By Joe Stephens
Washington Post Staff Writer
Wednesday, September 3, 2008
The ranking Republican on the Senate Finance Committee is seeking information from the nonprofit University of Chicago Medical Center about jobs held by Sen. Barack Obama's wife and one of the senator's best friends.
Sen. Charles E. Grassley of Iowa on Friday sent the center a letter saying he was "troubled" by recent news reports about the hospital's efforts to steer patients with non-urgent complaints away from the center's emergency room to local clinics. Michelle Obama was a key figure behind the initiative.
The letter, which Grassley released to the public yesterday, does not directly mention the Democratic presidential nominee, his wife or his campaign. Grassley asked for financial data, board minutes and other documents related to hiring, job promotion, business contracting and care for the poor.
In a response to The Washington Post, the campaign provided a statement. "Michelle Obama has worked at the University of Chicago for nearly a decade, expanding the University's community service programs, and building ties between the Medical Center, community leaders, organizations, and service providers. Her salary was downgraded accordingly when she became a part-time employee and was halted when she took a leave of absence."
The campaign provided statements from third parties defending the hospital's record on caring for the poor. A statement from Illinois Attorney General Lisa Madigan (D) said: "Compared to other hospitals in Illinois, University of Chicago Medical Center clearly provides care to a great number of low income patients. And you can see that in the large number of Medicaid patients the hospital serves."
The medical center said in a statement yesterday that it was working on a response to the letter.
"We have received Senator Grassley's August 29 letter and we are beginning the process of providing thoughtful and thorough answers to his questions," the statement said. "Much of the information he has requested is already a matter of public record and offers evidence of our vigorous pursuit and commitment to our patient care, education, research, and community missions. We are proud of our extraordinary record of charitable contributions."
For years, Grassley has argued that nonprofit hospitals should spend more resources on the poor and be more financially accountable, in return for the millions of dollars they keep each year as a result of their tax-exempt status. Grassley has periodically demanded financial data from selected hospitals and issued reports detailing perceived shortcomings. He has also chaired a Senate hearing on the topic.
In a statement yesterday, Grassley said the Chicago medical center "appears to be culling the least profitable patients from its emergency room."
Sen. Max Baucus (D-Mont.), chairman of the Finance Committee, said in a statement: "Tax-exempt hospitals absolutely should be expected to provide charitable care, but many facilities can be overwhelmed by the call for such care, particularly when they serve local low-income populations that may be less healthy, Medicaid-dependent, or entirely uninsured."
Grassley's letter requested that the center describe its policy governing "political activity," including political fundraising. It asked whether the center had a written conflict-of-interest policy and, if so, how it is monitored and enforced. The medical center has numerous ties to Obama's associates, fundraisers and political advisers.
On Aug. 22, The Post published an article detailing those ties and examining the center's programs for the poor and uninsured.
In his letter, Grassley asked the center how it selected and set the salaries for two senior management positions: executive vice president and vice president of community and external relations. The current executive vice president is Eric Whitaker, a close friend of Obama's. The current vice president of community and external relations is Obama's wife, Michelle. She has been on leave from her job, which paid up to $317,000 a year, since January.

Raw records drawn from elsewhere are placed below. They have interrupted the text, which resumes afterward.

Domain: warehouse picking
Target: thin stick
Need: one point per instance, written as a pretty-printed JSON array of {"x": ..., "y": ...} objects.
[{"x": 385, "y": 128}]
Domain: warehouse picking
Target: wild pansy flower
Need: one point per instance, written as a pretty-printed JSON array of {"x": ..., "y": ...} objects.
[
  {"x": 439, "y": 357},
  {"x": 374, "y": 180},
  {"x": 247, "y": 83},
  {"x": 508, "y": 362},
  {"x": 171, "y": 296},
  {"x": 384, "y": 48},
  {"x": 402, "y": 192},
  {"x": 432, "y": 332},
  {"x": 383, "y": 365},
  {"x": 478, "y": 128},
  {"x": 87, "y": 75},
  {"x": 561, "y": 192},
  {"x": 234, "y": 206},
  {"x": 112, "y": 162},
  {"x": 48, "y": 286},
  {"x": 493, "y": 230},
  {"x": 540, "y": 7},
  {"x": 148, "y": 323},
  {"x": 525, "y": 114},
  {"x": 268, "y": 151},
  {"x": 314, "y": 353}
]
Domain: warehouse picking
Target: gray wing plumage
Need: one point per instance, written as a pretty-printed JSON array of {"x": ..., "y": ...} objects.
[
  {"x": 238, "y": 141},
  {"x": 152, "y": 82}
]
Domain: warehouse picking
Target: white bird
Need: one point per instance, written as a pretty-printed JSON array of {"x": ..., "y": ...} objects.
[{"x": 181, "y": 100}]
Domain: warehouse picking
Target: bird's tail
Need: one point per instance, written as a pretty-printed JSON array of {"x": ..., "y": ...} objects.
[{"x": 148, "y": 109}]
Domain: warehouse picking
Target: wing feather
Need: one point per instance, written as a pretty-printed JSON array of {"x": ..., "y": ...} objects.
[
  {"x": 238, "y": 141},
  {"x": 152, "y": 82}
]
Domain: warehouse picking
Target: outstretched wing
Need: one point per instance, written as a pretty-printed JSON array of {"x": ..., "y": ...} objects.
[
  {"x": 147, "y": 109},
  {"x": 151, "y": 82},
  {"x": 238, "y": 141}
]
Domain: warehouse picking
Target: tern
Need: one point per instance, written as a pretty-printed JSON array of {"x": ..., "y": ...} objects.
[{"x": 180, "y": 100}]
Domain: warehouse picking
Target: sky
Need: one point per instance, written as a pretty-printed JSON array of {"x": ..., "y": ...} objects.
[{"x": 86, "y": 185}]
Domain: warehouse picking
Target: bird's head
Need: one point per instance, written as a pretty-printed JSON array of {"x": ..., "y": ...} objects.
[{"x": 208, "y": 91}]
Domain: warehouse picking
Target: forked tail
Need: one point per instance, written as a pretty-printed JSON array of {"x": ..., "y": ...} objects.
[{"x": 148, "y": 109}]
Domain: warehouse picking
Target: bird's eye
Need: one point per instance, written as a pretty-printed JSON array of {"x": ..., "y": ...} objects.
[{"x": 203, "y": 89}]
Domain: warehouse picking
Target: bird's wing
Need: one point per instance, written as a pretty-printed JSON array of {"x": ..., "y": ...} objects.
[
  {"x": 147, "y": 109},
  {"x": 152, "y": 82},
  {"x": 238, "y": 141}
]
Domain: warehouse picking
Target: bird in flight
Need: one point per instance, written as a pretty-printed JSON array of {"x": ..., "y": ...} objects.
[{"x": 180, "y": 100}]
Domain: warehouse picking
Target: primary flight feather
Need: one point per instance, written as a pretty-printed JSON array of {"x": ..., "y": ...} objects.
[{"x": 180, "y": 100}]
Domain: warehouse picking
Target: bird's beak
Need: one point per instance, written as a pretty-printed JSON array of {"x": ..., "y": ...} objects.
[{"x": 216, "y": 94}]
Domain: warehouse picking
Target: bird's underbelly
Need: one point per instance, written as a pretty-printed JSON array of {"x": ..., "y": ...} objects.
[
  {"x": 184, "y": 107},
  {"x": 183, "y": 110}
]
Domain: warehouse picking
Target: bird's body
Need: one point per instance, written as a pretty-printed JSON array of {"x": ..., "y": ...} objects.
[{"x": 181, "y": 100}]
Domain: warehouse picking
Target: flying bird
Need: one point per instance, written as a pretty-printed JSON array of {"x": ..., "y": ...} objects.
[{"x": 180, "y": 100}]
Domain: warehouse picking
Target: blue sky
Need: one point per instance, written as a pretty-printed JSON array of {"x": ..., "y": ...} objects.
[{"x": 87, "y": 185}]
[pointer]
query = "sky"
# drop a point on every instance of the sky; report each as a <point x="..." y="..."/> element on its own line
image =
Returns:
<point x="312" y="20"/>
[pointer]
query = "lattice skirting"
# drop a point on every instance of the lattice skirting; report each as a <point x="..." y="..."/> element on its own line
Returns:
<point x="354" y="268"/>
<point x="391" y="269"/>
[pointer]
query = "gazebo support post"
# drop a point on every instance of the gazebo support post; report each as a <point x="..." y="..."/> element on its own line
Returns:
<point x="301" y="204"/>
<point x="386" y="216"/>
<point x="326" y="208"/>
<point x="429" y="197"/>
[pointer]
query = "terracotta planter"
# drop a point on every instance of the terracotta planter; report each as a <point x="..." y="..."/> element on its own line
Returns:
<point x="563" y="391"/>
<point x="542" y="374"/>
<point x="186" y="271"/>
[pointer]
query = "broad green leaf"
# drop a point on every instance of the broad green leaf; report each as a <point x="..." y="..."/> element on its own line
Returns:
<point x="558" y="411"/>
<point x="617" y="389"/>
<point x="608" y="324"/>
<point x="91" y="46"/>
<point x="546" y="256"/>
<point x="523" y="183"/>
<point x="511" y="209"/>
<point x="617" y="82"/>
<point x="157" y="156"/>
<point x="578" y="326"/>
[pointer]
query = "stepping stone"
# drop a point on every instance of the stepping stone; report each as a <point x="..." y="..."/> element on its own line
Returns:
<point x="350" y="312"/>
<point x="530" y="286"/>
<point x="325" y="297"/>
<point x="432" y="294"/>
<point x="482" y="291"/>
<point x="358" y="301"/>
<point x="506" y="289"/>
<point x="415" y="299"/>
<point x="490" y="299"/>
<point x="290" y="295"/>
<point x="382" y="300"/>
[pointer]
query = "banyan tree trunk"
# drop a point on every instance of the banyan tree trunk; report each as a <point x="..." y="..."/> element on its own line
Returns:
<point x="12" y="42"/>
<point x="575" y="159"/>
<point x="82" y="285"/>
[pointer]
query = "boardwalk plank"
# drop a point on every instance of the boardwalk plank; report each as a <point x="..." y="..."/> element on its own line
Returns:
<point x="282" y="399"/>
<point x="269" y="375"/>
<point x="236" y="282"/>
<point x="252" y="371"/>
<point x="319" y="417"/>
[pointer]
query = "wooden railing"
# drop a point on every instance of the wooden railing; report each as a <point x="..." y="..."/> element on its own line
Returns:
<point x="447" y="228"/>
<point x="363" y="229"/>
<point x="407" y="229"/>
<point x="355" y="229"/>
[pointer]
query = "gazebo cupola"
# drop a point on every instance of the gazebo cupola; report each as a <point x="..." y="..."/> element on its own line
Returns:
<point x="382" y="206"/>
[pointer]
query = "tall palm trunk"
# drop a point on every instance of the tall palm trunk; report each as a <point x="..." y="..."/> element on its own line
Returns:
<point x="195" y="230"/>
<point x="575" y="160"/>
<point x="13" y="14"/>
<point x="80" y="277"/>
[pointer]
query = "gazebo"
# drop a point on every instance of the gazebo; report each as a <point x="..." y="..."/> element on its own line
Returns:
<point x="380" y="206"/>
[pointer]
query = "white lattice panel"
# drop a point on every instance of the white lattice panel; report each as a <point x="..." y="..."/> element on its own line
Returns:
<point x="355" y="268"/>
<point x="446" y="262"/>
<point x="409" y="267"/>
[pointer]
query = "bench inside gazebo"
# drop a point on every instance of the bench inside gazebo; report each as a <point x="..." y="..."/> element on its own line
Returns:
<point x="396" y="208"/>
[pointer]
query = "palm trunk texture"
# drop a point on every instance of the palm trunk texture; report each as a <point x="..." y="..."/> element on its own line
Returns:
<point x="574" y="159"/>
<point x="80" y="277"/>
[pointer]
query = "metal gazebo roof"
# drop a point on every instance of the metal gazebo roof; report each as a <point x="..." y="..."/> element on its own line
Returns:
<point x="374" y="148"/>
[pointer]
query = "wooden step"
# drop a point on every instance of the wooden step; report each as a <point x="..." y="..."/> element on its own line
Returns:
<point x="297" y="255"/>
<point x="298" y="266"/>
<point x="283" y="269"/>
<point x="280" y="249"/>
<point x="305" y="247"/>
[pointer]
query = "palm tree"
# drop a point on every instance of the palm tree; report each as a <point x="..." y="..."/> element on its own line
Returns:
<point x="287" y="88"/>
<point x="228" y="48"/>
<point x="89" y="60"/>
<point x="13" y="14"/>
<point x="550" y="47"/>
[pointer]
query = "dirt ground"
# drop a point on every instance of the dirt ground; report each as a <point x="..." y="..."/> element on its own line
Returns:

Grassley's letter sought details about how the center decided how much free and discounted care it would provide to the poor. He asked for board minutes on the center's South Side Health Collaborative, which was started by Michelle Obama, and its broader Urban Health Initiative, now headed by Whitaker. Both projects seek to connect low-income residents of Chicago's South Side with neighborhood health clinics, so they can receive regular checkups. The effort also is designed to lower the number of people seeking non-urgent care at the center's emergency room.
The letter also asked the center for details on its payments to public relations firms and documentation on how they were selected. In 2006, the center retained ASK Public Strategies to help build support for the Urban Health Initiative. ASK is co-owned by Obama's chief campaign strategist, David Axelrod.
Grassley asked the center to respond in full by Sept. 30.